Compute the power spectral density of raw data

This script shows how to compute the power spectral density (PSD) of measurements on a raw dataset. It also show the effect of applying SSP to the data to reduce ECG and EOG artifacts.

# Authors: Alexandre Gramfort <alexandre.gramfort@telecom-paristech.fr>
#          Martin Luessi <mluessi@nmr.mgh.harvard.edu>
#          Eric Larson <larson.eric.d@gmail.com>
# License: BSD (3-clause)

import numpy as np
import matplotlib.pyplot as plt

import mne
from mne import io, read_proj, read_selection
from mne.datasets import sample
from mne.time_frequency import psd_multitaper

print(__doc__)

Set parameters

data_path = sample.data_path()
raw_fname = data_path + '/MEG/sample/sample_audvis_raw.fif'
proj_fname = data_path + '/MEG/sample/sample_audvis_eog-proj.fif'

tmin, tmax = 0, 60  # use the first 60s of data

# Setup for reading the raw data (to save memory, crop before loading)
raw = io.read_raw_fif(raw_fname).crop(tmin, tmax).load_data()
raw.info['bads'] += ['MEG 2443', 'EEG 053']  # bads + 2 more

# Add SSP projection vectors to reduce EOG and ECG artifacts
projs = read_proj(proj_fname)
raw.add_proj(projs, remove_existing=True)


fmin, fmax = 2, 300  # look at frequencies between 2 and 300Hz
n_fft = 2048  # the FFT size (n_fft).

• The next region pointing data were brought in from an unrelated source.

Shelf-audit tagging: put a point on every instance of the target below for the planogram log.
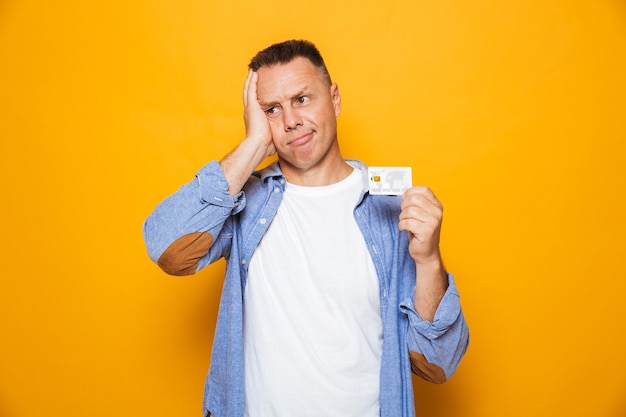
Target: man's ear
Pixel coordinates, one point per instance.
(335, 96)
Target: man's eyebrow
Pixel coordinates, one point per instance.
(301, 92)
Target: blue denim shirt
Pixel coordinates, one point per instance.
(237, 224)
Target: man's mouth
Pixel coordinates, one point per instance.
(300, 139)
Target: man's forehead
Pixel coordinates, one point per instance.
(282, 80)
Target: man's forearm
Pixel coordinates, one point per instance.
(431, 284)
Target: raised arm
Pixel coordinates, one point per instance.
(258, 144)
(181, 232)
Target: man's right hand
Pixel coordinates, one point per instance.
(257, 125)
(258, 144)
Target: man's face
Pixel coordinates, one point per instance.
(302, 111)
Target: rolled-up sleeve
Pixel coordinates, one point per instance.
(436, 348)
(182, 232)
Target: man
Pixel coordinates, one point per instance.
(331, 295)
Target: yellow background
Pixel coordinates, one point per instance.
(512, 111)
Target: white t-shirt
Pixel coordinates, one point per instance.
(312, 321)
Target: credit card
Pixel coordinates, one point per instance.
(389, 180)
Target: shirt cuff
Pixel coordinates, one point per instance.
(213, 188)
(447, 312)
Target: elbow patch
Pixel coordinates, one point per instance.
(426, 370)
(182, 256)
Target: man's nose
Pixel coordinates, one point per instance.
(292, 119)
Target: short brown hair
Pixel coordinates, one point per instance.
(287, 51)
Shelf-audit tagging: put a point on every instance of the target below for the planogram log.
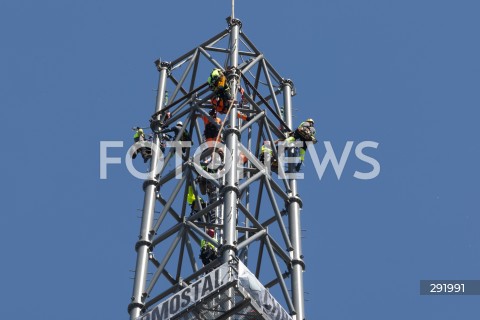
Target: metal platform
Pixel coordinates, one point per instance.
(228, 292)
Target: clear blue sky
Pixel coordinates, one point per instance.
(402, 73)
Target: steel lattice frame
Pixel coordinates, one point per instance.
(168, 245)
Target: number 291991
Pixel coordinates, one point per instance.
(447, 288)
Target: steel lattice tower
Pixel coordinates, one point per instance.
(257, 213)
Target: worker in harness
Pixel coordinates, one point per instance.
(266, 156)
(222, 99)
(146, 152)
(196, 206)
(305, 132)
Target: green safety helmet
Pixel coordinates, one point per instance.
(214, 76)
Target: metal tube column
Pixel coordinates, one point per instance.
(146, 230)
(231, 139)
(293, 207)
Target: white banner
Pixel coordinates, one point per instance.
(189, 295)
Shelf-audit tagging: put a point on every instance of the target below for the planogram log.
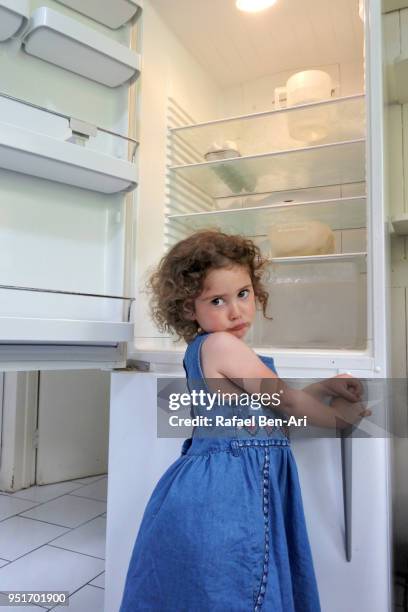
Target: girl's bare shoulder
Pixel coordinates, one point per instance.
(226, 355)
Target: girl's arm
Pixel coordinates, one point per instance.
(224, 355)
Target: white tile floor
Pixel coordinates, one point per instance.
(52, 538)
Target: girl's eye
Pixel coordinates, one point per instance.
(244, 293)
(217, 301)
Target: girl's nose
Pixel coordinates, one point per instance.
(233, 311)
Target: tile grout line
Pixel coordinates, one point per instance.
(15, 495)
(69, 529)
(75, 551)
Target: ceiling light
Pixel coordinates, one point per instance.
(252, 6)
(361, 10)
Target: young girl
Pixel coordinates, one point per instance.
(224, 529)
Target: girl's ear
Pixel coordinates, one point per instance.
(188, 311)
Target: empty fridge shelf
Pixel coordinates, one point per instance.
(315, 302)
(338, 213)
(343, 118)
(317, 166)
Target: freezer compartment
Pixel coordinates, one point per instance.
(315, 302)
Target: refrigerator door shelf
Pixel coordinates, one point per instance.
(62, 331)
(112, 14)
(13, 17)
(63, 41)
(64, 162)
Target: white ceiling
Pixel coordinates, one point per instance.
(293, 34)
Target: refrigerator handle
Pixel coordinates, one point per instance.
(346, 468)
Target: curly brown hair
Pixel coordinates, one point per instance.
(179, 277)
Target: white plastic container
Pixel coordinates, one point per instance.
(309, 125)
(308, 86)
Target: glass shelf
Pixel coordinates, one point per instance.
(320, 165)
(338, 213)
(336, 120)
(328, 303)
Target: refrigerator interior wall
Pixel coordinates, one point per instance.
(271, 179)
(176, 103)
(55, 236)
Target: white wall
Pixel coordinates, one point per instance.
(396, 40)
(168, 70)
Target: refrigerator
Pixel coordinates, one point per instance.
(87, 212)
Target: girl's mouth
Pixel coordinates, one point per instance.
(238, 327)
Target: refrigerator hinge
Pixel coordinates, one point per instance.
(35, 438)
(135, 365)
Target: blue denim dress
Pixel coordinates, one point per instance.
(224, 530)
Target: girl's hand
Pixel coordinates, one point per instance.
(348, 413)
(344, 386)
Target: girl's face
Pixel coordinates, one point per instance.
(227, 302)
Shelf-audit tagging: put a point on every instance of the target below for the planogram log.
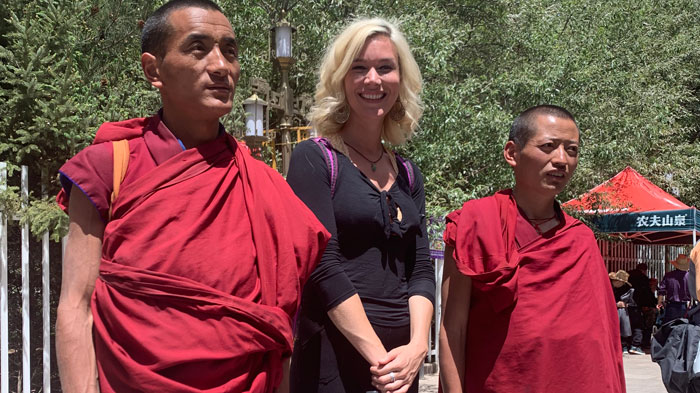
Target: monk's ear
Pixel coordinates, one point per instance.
(149, 64)
(510, 153)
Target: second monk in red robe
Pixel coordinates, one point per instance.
(527, 304)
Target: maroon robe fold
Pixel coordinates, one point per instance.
(166, 314)
(542, 316)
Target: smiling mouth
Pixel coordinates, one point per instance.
(220, 88)
(558, 175)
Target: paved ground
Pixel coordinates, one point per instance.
(642, 375)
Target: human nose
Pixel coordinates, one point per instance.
(372, 77)
(217, 62)
(559, 157)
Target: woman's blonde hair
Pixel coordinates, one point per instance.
(330, 97)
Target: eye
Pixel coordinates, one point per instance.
(547, 147)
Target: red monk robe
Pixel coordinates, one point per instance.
(202, 267)
(542, 316)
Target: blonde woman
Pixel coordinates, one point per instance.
(367, 308)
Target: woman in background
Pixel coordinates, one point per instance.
(367, 308)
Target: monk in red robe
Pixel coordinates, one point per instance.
(189, 279)
(527, 304)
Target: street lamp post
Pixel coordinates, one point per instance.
(282, 100)
(283, 55)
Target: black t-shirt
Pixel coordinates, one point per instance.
(371, 253)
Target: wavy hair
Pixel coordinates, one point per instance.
(330, 92)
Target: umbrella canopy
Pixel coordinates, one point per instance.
(630, 204)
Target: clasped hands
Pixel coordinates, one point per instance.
(397, 370)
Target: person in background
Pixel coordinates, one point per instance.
(643, 314)
(624, 299)
(527, 303)
(695, 257)
(674, 294)
(366, 313)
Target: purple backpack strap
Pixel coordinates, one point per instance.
(331, 158)
(409, 170)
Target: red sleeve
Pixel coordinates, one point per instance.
(450, 234)
(91, 172)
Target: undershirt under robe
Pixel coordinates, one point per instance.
(542, 316)
(201, 269)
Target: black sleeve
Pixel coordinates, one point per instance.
(309, 177)
(422, 280)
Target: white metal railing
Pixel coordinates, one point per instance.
(25, 293)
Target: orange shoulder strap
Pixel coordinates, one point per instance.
(121, 162)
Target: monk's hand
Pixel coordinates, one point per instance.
(396, 372)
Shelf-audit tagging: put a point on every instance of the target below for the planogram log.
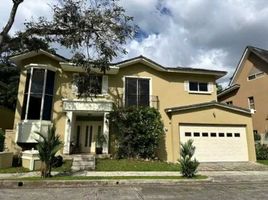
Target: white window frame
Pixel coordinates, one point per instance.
(210, 86)
(32, 67)
(138, 77)
(104, 87)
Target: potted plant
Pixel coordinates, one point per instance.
(100, 140)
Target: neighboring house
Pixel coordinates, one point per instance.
(248, 87)
(185, 97)
(6, 114)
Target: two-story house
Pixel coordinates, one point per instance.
(248, 87)
(185, 97)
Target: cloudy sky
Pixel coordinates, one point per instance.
(209, 34)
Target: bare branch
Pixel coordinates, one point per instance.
(10, 21)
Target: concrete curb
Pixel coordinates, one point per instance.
(85, 183)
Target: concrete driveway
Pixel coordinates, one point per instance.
(232, 166)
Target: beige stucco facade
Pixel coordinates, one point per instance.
(168, 86)
(7, 118)
(256, 88)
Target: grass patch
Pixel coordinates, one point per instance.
(264, 162)
(110, 178)
(66, 167)
(134, 165)
(14, 170)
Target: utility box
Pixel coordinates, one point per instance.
(6, 159)
(31, 160)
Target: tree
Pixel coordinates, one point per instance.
(4, 33)
(48, 146)
(188, 165)
(95, 31)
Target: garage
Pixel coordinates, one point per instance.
(216, 143)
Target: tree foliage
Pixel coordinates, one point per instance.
(188, 164)
(138, 131)
(95, 31)
(2, 140)
(48, 146)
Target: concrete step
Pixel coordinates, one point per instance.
(80, 168)
(77, 163)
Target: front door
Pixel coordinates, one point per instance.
(86, 135)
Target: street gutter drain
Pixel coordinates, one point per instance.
(20, 184)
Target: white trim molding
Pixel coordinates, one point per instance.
(79, 105)
(138, 77)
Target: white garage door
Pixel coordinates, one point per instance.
(216, 143)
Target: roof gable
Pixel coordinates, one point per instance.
(17, 59)
(260, 53)
(207, 105)
(185, 70)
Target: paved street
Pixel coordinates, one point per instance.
(198, 191)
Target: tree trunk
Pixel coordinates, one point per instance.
(10, 21)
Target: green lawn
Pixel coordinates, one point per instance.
(14, 170)
(66, 167)
(265, 162)
(109, 177)
(134, 165)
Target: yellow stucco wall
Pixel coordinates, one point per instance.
(169, 87)
(211, 116)
(6, 118)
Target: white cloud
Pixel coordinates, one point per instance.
(197, 33)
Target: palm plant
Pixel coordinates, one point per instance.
(48, 146)
(188, 165)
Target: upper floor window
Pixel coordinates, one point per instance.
(38, 95)
(198, 86)
(251, 103)
(137, 92)
(256, 75)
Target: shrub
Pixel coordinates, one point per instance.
(57, 161)
(2, 140)
(257, 137)
(188, 165)
(261, 151)
(137, 130)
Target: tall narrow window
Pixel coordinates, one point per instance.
(38, 95)
(86, 137)
(137, 92)
(251, 103)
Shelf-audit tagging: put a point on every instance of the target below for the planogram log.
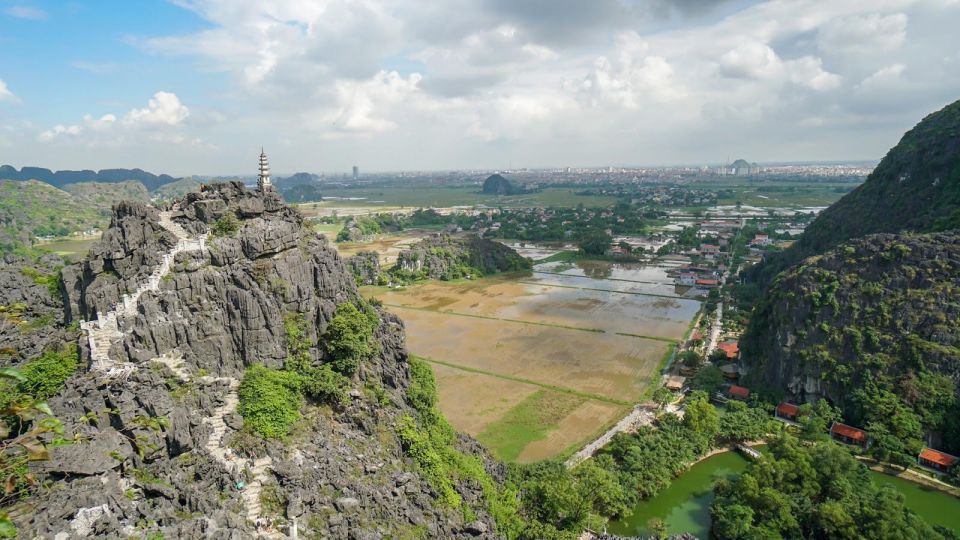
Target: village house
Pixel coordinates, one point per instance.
(787, 411)
(675, 383)
(849, 434)
(730, 372)
(730, 348)
(937, 460)
(709, 250)
(738, 392)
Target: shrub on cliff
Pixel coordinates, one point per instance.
(349, 338)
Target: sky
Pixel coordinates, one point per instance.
(198, 86)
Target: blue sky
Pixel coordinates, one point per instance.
(196, 86)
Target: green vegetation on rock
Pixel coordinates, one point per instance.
(816, 491)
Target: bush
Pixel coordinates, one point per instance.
(44, 376)
(349, 338)
(226, 225)
(270, 400)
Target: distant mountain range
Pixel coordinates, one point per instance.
(62, 178)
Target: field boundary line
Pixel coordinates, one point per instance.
(570, 391)
(475, 316)
(654, 338)
(655, 295)
(605, 279)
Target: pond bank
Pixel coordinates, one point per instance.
(685, 504)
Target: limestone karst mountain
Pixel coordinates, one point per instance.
(177, 306)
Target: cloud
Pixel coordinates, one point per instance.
(750, 60)
(464, 83)
(883, 77)
(163, 113)
(164, 108)
(864, 33)
(6, 94)
(26, 12)
(362, 108)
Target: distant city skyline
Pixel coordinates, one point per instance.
(198, 86)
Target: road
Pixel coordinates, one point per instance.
(715, 330)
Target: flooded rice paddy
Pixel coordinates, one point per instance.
(571, 346)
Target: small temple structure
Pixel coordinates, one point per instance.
(263, 179)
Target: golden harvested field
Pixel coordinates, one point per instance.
(535, 371)
(607, 365)
(388, 246)
(505, 298)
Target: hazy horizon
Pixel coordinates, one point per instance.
(198, 86)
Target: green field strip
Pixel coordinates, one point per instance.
(655, 338)
(570, 391)
(603, 279)
(655, 295)
(551, 325)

Ideally a power of 2

# Let's first check out all channel types
raw.plot_psd(area_mode='range', tmax=10.0, show=False)

# Now let's focus on a smaller subset:
# Pick MEG magnetometers in the Left-temporal region
selection = read_selection('Left-temporal')
picks = mne.pick_types(raw.info, meg='mag', eeg=False, eog=False,
                       stim=False, exclude='bads', selection=selection)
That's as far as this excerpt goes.